Hastaligin genetik, norobiyolojik nedenleri var
Bunlarin disinda psikososyal nedenler de rol oynamaktadir.

Psikososyal nedenler;
-Ebeveyn tutumu: anksiyete bozukluklarinin gelismesinde aile iliskilerindeki bozukluklar onemli rol oynamaktadir.
Anne babanin cocugun ihtiyaclarina duyarsiz kalmasi, anne babanin cocuga karsi heyecan duymamasi, onu reddetmeleri, anne baba cocuk iliskisinin ters olmasi yani cocugun anne babanin duygusal ihtiyaclari icin gorevli olmasi. Bir kiside anksiyetenin fazla olmasinda cocuklugunda aile tarfindan yetersiz bakilmasi kadar asiri koruyucu tutumun da rolu vardir.

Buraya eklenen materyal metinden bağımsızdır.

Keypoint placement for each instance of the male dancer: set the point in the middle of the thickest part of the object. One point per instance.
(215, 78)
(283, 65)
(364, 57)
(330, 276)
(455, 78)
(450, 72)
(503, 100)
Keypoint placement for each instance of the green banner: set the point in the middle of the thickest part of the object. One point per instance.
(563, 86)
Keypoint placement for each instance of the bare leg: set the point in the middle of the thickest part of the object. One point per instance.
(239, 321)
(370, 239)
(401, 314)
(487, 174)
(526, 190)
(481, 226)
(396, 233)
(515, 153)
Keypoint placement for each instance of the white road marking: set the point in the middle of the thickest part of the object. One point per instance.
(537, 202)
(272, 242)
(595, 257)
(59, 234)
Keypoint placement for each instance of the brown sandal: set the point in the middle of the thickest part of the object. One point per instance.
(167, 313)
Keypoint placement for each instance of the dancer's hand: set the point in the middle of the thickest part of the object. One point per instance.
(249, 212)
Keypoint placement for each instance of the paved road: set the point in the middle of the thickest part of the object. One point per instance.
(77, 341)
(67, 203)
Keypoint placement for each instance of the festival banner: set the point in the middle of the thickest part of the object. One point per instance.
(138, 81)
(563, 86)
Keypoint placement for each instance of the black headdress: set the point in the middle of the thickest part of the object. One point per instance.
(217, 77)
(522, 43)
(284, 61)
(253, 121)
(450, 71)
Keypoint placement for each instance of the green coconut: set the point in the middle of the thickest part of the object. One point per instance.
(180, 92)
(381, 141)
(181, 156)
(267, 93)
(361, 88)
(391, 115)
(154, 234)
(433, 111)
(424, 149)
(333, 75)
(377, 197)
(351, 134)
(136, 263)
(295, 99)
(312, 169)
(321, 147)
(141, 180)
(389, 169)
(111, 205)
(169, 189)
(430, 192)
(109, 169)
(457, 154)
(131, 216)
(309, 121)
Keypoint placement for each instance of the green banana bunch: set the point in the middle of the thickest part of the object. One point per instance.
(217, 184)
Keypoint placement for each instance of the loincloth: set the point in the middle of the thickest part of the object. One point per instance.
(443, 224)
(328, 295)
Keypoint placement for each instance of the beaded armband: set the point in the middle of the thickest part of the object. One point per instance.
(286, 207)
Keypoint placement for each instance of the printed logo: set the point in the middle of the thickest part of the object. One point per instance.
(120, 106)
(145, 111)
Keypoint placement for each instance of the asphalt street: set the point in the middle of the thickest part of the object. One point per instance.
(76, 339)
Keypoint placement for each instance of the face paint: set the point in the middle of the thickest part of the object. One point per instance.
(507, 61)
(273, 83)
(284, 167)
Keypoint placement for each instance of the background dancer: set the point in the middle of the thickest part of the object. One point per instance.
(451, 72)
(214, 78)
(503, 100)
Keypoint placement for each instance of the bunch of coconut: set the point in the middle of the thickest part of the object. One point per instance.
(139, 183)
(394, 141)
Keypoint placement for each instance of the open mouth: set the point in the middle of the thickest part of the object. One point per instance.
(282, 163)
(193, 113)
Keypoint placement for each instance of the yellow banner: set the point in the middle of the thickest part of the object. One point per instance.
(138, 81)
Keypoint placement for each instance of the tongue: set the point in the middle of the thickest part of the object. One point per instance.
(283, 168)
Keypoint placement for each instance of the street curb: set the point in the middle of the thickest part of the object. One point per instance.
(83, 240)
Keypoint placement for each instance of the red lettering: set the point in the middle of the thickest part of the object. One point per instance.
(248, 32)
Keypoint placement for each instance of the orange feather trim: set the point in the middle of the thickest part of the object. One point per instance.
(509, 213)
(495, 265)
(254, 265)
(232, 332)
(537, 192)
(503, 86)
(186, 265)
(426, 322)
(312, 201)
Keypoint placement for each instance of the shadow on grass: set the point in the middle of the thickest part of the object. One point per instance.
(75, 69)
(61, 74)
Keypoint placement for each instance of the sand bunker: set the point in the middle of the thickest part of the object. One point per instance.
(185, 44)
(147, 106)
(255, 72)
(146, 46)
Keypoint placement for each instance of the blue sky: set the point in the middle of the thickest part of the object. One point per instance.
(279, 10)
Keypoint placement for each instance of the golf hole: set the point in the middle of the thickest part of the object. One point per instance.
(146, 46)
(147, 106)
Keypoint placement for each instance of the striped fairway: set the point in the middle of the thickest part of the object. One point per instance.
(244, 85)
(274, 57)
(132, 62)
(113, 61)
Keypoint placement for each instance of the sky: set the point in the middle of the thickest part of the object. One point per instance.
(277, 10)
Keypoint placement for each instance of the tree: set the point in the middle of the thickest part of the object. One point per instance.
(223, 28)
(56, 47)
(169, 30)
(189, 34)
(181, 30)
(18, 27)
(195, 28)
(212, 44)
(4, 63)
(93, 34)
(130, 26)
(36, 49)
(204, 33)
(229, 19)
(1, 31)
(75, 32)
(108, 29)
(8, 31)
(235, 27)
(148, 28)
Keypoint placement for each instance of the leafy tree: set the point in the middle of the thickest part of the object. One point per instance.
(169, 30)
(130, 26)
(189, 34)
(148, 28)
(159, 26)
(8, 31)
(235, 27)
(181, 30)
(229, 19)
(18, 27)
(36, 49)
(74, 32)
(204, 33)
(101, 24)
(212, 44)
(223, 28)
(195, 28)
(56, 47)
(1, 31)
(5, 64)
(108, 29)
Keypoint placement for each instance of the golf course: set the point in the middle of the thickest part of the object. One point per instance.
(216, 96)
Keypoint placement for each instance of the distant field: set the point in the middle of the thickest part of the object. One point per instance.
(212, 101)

Hayat olaylari ve travmalar;
Yaygin anksiyete bozuklugu olan kisilerde anne babanin erken olumune sik rastlanmaktadir.
Bosanma, evlilik sorunlari
Is kaybi
Okul sorunlari
Maddi sorunlar rol oynamaktadir.

Tedavi

Bircok ilac bu hastaligin tedavisinde etkilidir. Hastalik erken yaslarda basladigi icin ve kroniklesmeye meyilli oldugundan uzun sureli tedavi gerekmektedir. Ilac tedavisiyle birlikte psikoterapi ozellikle kognitif davranisci terapi tedavi basarisini artirmaktadir.